I don't agree with what you say. In my opinion Garcia made too many changes all at once at the beginning of the championship and it would have been better to take advantage of a proven team, which had won the previous championship many weeks before it ended (and this explains the decline towards the end of the championship when they had many points advantage over their direct competitors and therefore had an understandable drop in tension), and making small changes and modifications to the formation and game organization during construction and based on the form of its players.
I agree with most of your post, but I also think that sometimes as outsiders it is easy for us to have opinions. I actually have the same opinion like you, but we have to admit that we don't see the team at training sessions. Signaling to the team that the first eleven is set in stone because of what they achieved last season isn't necessarily the right path of action for a new manager. If it works out when he changes a lot, then he is the hero but if it doesn't he will immediately have to deal with repercussions from the public, the fans and perhaps the team itself. It's often a fine line for new managers and really, a manager taking over a team that just won the title with 16 points ahead of the 2nd can essentially only lose. What is left there for Garcia to win?

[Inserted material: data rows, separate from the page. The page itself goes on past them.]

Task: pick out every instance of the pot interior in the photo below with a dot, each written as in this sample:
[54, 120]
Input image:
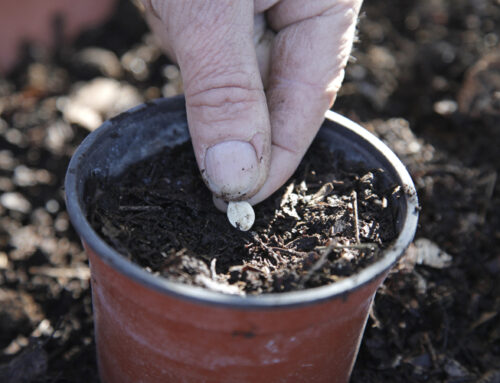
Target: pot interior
[149, 128]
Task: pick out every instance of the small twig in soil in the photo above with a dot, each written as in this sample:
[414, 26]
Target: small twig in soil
[326, 250]
[491, 181]
[140, 208]
[319, 263]
[213, 273]
[354, 197]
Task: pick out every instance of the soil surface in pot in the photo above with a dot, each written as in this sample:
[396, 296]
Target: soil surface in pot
[330, 219]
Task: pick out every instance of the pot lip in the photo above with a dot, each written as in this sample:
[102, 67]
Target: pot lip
[198, 295]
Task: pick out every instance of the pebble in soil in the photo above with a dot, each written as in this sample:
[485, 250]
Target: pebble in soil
[329, 220]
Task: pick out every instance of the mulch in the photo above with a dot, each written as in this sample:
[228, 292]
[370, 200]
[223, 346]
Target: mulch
[424, 78]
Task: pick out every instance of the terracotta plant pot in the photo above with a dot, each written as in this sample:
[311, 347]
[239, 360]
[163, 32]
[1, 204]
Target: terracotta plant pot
[149, 329]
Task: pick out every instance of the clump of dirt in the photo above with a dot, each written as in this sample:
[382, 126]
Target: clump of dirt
[331, 219]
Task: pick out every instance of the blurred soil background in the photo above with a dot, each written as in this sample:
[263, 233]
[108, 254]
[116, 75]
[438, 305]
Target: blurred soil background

That's true, there are situations where people could only make predictions and assumptions and we could not really know what's going on. This is why I keep telling people that Maguire could be actually better than what we think as well.
Think about it, that dude played under 3-4 different managers at United, and all of them kept him, if he was as bad as we think he was, don't we think that managers would just cut him from the squad the moment they get a chance to do it? They would all tell the team to get a defender urgently and get rid of him. He must be great at training to keep getting a chance, obviously injuries to other players matters in that sense too. We will never be able to understand what a manager thinks when they do something.